Billion-Scale Graph Foundation Models
Maya Bechler-Speicher, Yoel Gottlieb, Andrey Isakov, David Abensur, Ami Tavory, Daniel Haimovich, Ido Guy, Udi Weinsberg
TL;DR
This work introduces GraphBFF, the first end-to-end recipe for billion-parameter Graph Foundation Models (GFMs) that operate on billion-scale heterogeneous graphs. At its core is the GraphBFF Transformer, which fuses Type-Conditioned Attention and Type-Agnostic Attention with a sparse softmax to achieve scalable expressivity for complex graphs.

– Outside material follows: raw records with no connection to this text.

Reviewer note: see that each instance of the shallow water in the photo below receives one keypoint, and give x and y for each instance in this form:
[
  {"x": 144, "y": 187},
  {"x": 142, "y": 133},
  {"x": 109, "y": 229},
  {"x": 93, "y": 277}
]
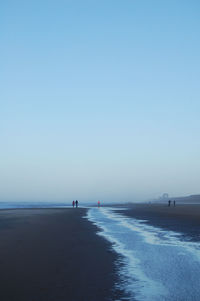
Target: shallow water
[{"x": 157, "y": 265}]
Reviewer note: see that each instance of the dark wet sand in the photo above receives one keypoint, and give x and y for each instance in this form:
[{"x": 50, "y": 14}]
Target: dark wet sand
[
  {"x": 54, "y": 255},
  {"x": 181, "y": 218}
]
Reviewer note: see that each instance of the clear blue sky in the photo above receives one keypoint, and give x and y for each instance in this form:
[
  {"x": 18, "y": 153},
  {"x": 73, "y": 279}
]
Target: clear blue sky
[{"x": 99, "y": 99}]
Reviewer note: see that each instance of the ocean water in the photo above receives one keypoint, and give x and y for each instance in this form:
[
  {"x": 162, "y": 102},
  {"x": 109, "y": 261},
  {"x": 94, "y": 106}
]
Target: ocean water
[{"x": 155, "y": 264}]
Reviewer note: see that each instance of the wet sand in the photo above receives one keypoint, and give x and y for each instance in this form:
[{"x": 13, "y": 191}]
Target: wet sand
[
  {"x": 183, "y": 218},
  {"x": 54, "y": 255}
]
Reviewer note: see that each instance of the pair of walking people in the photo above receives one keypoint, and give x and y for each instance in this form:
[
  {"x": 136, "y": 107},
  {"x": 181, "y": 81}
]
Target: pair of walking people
[{"x": 75, "y": 203}]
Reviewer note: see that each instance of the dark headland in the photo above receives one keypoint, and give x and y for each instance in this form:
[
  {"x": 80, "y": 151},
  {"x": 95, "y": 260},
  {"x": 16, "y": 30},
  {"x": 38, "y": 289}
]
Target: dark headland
[{"x": 54, "y": 255}]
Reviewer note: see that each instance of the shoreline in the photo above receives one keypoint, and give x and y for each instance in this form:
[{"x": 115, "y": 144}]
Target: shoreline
[
  {"x": 183, "y": 218},
  {"x": 54, "y": 254}
]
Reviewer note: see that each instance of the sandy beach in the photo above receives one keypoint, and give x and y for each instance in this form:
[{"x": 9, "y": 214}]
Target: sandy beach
[{"x": 54, "y": 254}]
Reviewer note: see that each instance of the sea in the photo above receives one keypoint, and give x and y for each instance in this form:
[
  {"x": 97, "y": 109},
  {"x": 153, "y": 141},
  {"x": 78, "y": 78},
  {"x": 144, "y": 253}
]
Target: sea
[{"x": 154, "y": 264}]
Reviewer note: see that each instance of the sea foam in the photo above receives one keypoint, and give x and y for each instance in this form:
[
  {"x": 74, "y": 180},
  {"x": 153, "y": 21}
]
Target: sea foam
[{"x": 155, "y": 264}]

The authors establish neural scaling laws for GFMs, showing predictable loss reductions when jointly scaling model size $N$ and data size $D$, and they demonstrate a 1.4B-parameter GraphBFF pretrained on one billion edges achieving strong zero-shot, few-shot, and probing performance across ten downstream tasks unseen during training. Practical contributions include novel batching strategies (KL-Batching and Round-Robin Batching) and fine-tuning methods, along with a rigorous analysis of when and how GFMs improve over task-specific baselines. The results highlight coupled data–model bottlenecks and offer a principled blueprint for deploying industrial-scale GFMs on heterogeneous graphs, while outlining key open questions and opportunities for future work.
Abstract
Graph-structured data underpins many critical applications. While foundation models have transformed language and vision via large-scale pretraining and lightweight adaptation, extending this paradigm to general, real-world graphs is challenging. In this work, we present Graph Billion- Foundation-Fusion (GraphBFF): the first end-to-end recipe for building billion-parameter Graph Foundation Models (GFMs) for arbitrary heterogeneous, billion-scale graphs. Central to the recipe is the GraphBFF Transformer, a flexible and scalable architecture designed for practical billion-scale GFMs. Using the GraphBFF, we present the first neural scaling laws for general graphs and show that loss decreases predictably as either model capacity or training data scales, depending on which factor is the bottleneck. The GraphBFF framework provides concrete methodologies for data batching, pretraining, and fine-tuning for building GFMs at scale. We demonstrate the effectiveness of the framework with an evaluation of a 1.4 billion-parameter GraphBFF Transformer pretrained on one billion samples. Across ten diverse, real-world downstream tasks on graphs unseen during training, spanning node- and link-level classification and regression, GraphBFF achieves remarkable zero-shot and probing performance, including in few-shot settings, with large margins of up to 31 PRAUC points. Finally, we discuss key challenges and open opportunities for making GFMs a practical and principled foundation for graph learning at industrial scale.